A survivor of the Aberfan disaster has spoken publicly for the first time, 50 years after the coal tip collapsed on to his school in South Wales.

Gerald Kirwaun was eight years old when he was trapped inside a classroom at Pantglas Junior School, his friend Paul dead next to him.

In all 144 people died in the tragedy.

This week is the first time he has spoken to his family about what happened, mainly, he said, for the sake of his grandchildren.

He told Sky News: "I've got a little lovely grandson who is very bright and intelligent and is two months younger than I was at the time.

"I look at him sometimes and think this should never, ever have happened and should never ever happen again, and that people should know.

"We put ourselves in that little dark place and we kept ourselves there and it's not ever going to go away until we die, is it?

"It's nice for the children of the future to know exactly what happened to us that day."

The disaster happened on the 21 October 1966, the last day of school before half term.

Swollen streams underneath the tip caused it to collapse, sending tonnes of waste from the nearby mine tumbling down the mountainside into the village below.

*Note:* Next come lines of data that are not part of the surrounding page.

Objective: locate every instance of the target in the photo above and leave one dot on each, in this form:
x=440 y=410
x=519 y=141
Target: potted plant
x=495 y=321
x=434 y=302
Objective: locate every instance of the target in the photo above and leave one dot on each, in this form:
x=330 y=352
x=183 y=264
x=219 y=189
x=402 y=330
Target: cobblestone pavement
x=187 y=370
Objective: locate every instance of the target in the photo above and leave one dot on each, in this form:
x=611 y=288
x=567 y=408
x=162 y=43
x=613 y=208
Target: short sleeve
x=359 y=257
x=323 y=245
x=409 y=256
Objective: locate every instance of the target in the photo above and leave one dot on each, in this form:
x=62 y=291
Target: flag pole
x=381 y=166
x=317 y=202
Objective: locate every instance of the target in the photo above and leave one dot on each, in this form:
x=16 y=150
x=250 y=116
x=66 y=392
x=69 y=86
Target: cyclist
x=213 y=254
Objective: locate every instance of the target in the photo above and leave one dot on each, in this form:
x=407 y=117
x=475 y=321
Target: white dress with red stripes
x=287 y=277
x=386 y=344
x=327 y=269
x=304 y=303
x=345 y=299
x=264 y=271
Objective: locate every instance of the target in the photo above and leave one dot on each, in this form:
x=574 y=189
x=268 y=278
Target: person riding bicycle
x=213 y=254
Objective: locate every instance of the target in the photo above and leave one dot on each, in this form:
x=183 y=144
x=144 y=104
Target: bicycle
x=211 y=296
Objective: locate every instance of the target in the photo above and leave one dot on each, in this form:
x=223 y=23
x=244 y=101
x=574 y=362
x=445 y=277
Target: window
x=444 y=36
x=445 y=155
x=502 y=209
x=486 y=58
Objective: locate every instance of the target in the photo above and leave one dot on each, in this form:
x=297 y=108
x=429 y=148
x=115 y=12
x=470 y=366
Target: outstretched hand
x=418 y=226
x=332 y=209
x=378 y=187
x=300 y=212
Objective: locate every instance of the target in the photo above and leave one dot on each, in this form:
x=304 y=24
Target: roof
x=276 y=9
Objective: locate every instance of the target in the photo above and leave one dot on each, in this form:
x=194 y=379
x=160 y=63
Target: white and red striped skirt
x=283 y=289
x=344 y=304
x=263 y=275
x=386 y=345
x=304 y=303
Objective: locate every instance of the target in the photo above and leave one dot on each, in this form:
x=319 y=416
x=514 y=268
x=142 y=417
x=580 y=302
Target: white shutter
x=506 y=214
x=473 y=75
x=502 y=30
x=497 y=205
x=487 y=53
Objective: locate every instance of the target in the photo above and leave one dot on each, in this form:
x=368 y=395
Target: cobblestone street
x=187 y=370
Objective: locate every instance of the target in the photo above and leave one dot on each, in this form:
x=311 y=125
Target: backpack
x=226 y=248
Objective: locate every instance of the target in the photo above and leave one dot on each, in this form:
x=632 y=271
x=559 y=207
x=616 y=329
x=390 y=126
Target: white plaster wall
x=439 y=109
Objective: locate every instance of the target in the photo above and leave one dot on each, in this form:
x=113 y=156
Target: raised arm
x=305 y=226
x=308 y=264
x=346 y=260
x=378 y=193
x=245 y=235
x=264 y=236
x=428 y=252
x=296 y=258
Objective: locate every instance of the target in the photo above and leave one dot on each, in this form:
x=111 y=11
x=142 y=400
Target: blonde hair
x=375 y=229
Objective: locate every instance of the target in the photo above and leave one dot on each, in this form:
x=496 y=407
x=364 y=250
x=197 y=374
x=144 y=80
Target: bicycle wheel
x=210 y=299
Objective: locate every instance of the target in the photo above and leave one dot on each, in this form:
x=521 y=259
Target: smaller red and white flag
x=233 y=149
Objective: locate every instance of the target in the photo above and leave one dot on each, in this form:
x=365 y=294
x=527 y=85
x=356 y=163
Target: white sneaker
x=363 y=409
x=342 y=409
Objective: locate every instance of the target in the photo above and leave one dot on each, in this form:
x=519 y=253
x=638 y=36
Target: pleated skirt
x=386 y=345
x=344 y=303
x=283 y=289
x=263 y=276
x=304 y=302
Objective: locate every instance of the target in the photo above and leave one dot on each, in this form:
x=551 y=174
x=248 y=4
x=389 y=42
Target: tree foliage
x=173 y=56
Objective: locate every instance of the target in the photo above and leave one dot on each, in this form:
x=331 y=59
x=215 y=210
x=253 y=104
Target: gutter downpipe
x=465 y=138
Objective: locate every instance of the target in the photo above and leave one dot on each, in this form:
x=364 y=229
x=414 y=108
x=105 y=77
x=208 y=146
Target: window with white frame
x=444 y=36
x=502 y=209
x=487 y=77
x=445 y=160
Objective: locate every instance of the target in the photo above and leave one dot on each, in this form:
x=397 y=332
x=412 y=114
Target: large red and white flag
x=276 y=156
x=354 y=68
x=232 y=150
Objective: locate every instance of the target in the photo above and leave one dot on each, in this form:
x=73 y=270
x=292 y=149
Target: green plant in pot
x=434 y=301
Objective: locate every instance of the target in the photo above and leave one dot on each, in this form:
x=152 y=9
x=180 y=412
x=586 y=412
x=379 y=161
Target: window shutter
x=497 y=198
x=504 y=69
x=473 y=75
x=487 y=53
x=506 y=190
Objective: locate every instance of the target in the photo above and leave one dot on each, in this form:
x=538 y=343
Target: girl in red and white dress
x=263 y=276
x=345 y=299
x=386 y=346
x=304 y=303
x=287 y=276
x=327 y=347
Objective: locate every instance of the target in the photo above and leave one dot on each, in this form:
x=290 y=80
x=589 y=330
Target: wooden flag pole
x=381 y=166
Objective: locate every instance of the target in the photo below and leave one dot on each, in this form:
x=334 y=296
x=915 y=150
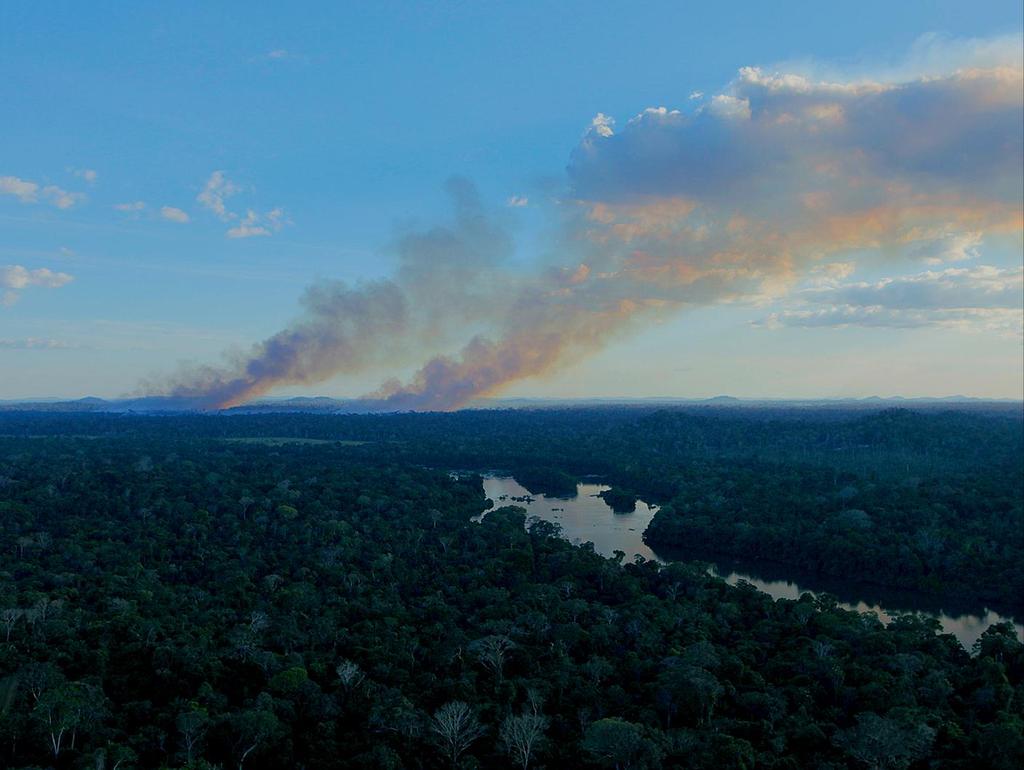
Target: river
x=588 y=517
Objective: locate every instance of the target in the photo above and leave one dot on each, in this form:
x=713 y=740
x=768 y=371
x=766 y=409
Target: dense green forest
x=202 y=591
x=925 y=501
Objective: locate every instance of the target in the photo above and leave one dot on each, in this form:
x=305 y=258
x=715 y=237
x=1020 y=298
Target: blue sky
x=337 y=127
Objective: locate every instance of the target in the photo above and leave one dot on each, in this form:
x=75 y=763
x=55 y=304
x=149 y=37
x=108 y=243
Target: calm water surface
x=588 y=517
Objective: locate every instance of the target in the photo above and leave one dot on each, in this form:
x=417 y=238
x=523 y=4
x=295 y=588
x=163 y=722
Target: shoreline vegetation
x=170 y=599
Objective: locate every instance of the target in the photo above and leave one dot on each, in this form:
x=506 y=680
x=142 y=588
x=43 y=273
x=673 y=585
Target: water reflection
x=588 y=517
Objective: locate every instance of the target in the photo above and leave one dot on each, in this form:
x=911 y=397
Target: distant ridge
x=327 y=404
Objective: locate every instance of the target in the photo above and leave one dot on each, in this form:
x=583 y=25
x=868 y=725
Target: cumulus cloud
x=89 y=175
x=775 y=181
x=14 y=279
x=173 y=214
x=218 y=189
x=131 y=207
x=215 y=193
x=982 y=298
x=951 y=247
x=29 y=191
x=254 y=225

The school took the main force of the rubble with 116 children between the ages of seven and 11 killed inside.

Jeff Edwards was in the same class as Gerald. He said: "I went to school as a child but I became an adult within 15 minutes.

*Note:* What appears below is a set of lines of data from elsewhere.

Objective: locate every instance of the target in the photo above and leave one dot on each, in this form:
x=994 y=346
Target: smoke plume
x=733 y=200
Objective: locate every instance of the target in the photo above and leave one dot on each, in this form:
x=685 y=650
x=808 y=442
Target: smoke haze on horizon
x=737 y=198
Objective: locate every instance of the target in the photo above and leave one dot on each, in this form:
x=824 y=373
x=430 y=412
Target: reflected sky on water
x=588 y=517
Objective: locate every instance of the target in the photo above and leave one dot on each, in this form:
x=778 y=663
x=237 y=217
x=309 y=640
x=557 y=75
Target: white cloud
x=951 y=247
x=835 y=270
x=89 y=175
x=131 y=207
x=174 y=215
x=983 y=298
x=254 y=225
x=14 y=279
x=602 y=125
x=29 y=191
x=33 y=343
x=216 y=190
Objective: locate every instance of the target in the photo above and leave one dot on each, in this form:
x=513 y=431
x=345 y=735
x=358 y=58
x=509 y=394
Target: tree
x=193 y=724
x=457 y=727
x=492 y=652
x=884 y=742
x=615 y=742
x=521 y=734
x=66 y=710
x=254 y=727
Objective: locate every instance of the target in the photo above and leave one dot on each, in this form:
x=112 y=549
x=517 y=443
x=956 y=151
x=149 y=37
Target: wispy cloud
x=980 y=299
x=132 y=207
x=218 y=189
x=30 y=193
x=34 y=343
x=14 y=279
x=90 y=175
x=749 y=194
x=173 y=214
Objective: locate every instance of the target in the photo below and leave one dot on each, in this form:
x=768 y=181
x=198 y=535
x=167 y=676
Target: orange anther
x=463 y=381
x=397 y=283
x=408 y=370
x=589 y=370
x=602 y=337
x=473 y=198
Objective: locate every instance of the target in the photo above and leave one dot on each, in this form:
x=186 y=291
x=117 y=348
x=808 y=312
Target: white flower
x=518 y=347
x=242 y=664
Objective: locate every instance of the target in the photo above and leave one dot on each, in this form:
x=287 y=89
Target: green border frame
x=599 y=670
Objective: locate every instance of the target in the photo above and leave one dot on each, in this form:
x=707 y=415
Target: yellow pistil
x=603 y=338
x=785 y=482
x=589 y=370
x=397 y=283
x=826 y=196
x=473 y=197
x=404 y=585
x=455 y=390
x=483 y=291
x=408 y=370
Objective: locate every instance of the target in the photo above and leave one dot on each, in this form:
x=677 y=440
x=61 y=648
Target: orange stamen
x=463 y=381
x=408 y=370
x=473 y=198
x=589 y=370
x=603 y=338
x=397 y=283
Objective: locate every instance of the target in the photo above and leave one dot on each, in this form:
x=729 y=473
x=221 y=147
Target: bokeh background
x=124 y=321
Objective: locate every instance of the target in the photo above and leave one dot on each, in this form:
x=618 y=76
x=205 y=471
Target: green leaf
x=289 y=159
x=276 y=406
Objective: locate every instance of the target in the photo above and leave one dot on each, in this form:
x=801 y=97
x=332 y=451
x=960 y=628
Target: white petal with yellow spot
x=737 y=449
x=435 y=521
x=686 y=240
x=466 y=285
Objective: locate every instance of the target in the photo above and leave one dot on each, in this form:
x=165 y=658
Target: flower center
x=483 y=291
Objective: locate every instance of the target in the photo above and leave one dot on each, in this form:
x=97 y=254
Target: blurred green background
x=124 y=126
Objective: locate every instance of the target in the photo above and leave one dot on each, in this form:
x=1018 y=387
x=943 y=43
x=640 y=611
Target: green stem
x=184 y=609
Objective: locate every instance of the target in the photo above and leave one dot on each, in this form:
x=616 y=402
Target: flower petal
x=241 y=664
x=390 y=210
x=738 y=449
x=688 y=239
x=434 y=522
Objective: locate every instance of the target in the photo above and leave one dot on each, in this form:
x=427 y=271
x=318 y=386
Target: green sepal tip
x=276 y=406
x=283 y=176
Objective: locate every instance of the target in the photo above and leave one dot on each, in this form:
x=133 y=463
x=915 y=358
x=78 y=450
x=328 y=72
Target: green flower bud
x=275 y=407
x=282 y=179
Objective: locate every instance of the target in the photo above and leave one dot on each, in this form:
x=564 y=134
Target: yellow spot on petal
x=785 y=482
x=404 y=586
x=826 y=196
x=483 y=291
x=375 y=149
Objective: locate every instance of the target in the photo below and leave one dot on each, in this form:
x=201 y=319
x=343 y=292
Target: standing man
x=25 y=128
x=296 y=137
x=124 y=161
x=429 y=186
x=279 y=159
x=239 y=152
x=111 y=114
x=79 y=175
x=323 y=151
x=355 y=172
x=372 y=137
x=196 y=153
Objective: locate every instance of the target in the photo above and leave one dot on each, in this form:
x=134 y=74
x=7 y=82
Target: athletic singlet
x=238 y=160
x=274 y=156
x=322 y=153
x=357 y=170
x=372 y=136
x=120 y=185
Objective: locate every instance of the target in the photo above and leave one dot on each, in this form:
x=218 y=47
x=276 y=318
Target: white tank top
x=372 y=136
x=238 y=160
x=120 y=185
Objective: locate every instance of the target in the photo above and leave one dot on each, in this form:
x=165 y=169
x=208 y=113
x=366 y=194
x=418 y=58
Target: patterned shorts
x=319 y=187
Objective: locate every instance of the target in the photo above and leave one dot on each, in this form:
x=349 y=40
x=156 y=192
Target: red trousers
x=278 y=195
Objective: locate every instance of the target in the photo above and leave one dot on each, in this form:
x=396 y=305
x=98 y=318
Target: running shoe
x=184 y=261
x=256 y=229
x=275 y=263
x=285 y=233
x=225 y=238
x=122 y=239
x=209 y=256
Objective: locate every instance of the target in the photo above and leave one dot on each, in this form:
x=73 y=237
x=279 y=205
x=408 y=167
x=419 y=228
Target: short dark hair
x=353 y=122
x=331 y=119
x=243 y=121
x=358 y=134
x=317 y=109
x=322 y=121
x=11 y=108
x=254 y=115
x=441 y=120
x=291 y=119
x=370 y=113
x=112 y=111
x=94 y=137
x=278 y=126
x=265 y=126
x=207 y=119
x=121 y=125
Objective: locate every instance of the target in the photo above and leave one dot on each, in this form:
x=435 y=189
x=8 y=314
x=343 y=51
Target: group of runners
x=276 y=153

"Play, which is such an important part of child development, just disappeared because one we didn't have anyone to play with, and secondly play was frowned on.

"So we tended to go up into the mountains, up into the plantations out of the way of the rest of the community."

While the tragedy has all the hallmarks of a natural disaster, a tribunal found the National Coal Board was to blame.

It said: "The Aberfan Disaster is a terrifying tale of bungling ineptitude by many men charged with tasks for which they were totally unfitted, of failure to heed clear warnings, and of total lack of direction from above.

"Not villains but decent men, led astray by foolishness or by ignorance or by both in combination, are responsible for what happened at Aberfan."

Denise Morgan was 11 at the time. Her sister Annette was killed in the school.

She told Sky News: "My mother re-tells the story, she grew up with her grandfather and she remembers him saying to her as a young child that the tip is going to slip one day and it's going to have a catastrophic effect, but nobody did take any notice of the warnings."

Today Prince Charles was greeted by local people as he arrived for a visit to the Aberfan Memorial Gardens.

A minute's silence was held across Wales on Friday morning to remember the 144 people killed.

At 9.15am, the exact time the coal tip collapsed on top of the village, First Minister Carwyn Jones had asked people across the country to stop and remember the victims.